Aimee Pozorski and Maren Scheurer Named New Editors of Philip Roth Studies
We are delighted to announce that Aimee Pozorski and Maren Scheurer have been named the new editors of Philip Roth Studies. They will begin their duties in Spring 2019. We are very excited that Aimee, who is a former President of Roth Society, and Maren have agreed to take on this post, and we very much look forward to what they will bring to the journal. We are also deeply grateful for all the work that Debra Shostak and David Brauner have put into the journal during their five year tenure.

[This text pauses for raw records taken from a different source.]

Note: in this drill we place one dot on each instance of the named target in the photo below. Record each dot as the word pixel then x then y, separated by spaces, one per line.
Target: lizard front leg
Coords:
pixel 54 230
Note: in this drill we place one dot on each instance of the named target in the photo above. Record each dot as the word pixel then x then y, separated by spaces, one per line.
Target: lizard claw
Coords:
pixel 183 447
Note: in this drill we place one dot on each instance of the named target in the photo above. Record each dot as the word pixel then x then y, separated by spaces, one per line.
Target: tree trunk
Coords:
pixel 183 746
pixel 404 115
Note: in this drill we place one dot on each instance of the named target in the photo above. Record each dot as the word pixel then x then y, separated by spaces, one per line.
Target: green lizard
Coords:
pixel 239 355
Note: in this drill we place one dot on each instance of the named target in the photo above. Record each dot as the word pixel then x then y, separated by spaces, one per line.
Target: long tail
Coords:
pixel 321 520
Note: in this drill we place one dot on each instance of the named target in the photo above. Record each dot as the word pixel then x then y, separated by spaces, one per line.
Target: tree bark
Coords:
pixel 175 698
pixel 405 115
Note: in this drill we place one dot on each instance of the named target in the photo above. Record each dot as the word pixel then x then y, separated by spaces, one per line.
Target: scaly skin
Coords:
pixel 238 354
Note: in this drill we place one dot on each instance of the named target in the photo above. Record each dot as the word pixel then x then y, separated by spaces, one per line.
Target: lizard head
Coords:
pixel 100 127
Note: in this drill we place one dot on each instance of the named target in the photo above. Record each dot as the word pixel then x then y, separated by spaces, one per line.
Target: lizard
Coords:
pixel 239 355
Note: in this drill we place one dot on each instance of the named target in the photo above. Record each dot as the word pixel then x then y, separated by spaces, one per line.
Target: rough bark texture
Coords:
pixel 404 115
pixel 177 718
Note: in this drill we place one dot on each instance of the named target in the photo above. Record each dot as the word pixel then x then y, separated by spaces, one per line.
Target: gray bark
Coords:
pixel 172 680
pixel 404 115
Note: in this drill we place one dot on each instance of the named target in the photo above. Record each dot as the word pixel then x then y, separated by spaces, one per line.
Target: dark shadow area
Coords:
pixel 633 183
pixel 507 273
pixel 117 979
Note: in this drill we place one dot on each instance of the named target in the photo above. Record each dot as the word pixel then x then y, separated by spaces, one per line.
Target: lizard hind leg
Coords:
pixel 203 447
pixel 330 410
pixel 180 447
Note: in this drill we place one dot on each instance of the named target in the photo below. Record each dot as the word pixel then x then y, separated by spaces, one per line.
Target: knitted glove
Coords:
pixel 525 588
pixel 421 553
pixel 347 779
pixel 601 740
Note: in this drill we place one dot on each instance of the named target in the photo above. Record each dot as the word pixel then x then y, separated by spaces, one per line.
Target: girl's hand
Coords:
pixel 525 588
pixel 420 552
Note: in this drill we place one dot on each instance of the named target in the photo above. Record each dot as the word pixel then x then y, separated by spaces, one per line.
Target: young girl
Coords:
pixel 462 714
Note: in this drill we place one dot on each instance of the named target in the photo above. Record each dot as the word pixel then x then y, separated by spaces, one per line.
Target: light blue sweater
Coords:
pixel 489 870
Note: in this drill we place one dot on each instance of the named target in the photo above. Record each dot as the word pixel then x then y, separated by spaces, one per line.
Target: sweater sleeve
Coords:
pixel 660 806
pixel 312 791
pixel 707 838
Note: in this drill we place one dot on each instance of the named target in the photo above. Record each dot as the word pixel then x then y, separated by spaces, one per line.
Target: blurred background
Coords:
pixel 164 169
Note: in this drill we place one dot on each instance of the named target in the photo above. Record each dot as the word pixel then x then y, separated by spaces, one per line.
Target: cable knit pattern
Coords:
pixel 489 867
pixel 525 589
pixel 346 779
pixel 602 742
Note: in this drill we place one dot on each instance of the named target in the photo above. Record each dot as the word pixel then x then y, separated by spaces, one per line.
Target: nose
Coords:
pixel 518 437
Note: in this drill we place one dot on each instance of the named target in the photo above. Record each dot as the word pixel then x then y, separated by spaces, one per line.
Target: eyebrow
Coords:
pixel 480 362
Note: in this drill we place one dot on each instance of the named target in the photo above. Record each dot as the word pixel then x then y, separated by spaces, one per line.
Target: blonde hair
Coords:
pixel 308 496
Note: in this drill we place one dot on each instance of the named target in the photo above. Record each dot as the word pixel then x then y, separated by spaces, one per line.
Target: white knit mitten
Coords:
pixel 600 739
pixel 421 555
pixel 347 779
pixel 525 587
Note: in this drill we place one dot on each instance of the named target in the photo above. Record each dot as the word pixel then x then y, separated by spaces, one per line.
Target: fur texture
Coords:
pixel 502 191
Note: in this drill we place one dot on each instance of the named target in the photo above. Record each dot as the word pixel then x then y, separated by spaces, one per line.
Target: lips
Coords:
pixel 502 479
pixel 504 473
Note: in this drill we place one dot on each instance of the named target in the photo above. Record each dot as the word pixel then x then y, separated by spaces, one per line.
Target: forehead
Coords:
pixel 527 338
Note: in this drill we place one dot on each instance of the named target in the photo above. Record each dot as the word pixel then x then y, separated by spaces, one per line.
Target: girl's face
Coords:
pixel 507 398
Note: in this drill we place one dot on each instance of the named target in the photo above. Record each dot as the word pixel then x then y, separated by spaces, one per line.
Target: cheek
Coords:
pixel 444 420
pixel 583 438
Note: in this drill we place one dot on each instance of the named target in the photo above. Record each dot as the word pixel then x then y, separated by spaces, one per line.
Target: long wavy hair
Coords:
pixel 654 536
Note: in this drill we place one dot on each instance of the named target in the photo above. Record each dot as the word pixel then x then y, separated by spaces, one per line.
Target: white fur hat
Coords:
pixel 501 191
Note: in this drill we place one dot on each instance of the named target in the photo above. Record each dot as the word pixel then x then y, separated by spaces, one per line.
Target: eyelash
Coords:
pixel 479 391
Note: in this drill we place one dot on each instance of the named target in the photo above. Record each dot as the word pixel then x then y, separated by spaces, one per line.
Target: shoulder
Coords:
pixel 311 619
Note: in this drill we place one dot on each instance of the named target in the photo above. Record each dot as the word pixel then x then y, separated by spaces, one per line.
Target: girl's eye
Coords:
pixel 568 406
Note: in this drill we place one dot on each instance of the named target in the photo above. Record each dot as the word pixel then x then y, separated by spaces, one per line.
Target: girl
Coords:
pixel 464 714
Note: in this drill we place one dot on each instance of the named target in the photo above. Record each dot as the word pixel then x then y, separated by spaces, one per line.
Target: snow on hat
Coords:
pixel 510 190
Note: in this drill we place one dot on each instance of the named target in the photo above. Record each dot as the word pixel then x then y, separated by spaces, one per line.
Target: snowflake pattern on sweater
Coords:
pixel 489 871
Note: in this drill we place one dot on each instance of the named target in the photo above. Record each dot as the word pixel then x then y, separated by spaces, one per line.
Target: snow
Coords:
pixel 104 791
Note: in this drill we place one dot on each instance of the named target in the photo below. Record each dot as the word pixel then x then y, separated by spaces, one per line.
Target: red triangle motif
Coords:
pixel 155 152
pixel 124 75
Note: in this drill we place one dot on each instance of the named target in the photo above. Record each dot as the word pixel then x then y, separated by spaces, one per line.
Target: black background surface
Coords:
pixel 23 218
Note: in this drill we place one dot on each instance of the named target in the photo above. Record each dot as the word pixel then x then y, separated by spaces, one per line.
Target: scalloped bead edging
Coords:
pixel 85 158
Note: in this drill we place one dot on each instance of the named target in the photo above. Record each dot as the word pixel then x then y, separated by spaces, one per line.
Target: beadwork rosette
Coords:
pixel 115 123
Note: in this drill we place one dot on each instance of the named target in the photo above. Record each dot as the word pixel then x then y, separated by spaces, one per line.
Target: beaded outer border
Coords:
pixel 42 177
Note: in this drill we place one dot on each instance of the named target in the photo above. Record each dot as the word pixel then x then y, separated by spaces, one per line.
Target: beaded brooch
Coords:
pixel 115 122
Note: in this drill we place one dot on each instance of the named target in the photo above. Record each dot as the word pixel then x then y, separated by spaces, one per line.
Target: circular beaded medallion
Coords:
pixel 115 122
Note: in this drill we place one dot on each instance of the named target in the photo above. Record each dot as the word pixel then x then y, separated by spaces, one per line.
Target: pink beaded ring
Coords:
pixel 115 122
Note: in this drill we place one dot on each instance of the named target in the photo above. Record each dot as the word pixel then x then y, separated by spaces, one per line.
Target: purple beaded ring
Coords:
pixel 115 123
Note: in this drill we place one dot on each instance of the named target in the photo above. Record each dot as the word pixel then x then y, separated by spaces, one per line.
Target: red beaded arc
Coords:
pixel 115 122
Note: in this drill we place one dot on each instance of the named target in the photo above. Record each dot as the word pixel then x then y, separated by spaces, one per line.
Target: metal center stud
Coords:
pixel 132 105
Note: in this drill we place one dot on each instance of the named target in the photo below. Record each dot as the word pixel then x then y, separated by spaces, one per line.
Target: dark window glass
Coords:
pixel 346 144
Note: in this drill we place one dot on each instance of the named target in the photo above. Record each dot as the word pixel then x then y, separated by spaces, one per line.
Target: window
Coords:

Maren Scheurer is a postdoctoral teaching and research fellow at the Departments of Comparative Literature and English and American Studies at Goethe University Frankfurt, Germany. She studied Comparative Literature, English Studies, and Psychoanalysis in Frankfurt and York (UK) and holds a PhD in Comparative Literature from Goethe University Frankfurt (2016). Her research interests include the relationship between psychoanalysis and contemporary literature, theater, and television as well as the transformations of realism in late nineteenth century literature. She has published numerous articles on these subjects and co-edited an issue of Philip Roth Studies with Aimee Pozorski on Philip Roth’s Trans-Disciplinary Translations.
Aimee Pozorski holds a Ph.D. in English from Emory University (2003) where she also earned a certificate in psychoanalytic studies. She has authored Roth and Trauma: The Problem of History in the Later Works (Continuum), Falling After 9/11: Crisis in American Art and Literature (Bloomsbury) and is completing a third trauma monograph entitled AIDS-Trauma and Politics (Lexington). She has edited or co edited numerous volumes on the topics of Philip Roth, American Modernism, and HIV/AIDS representation. Her areas of expertise include contemporary American literature, trans-Atlantic modernism, theories of trauma and ethics, and narrative medicine. She is Professor of English at Central Connecticut State University, where she also directs the English graduate program and co directs American Studies.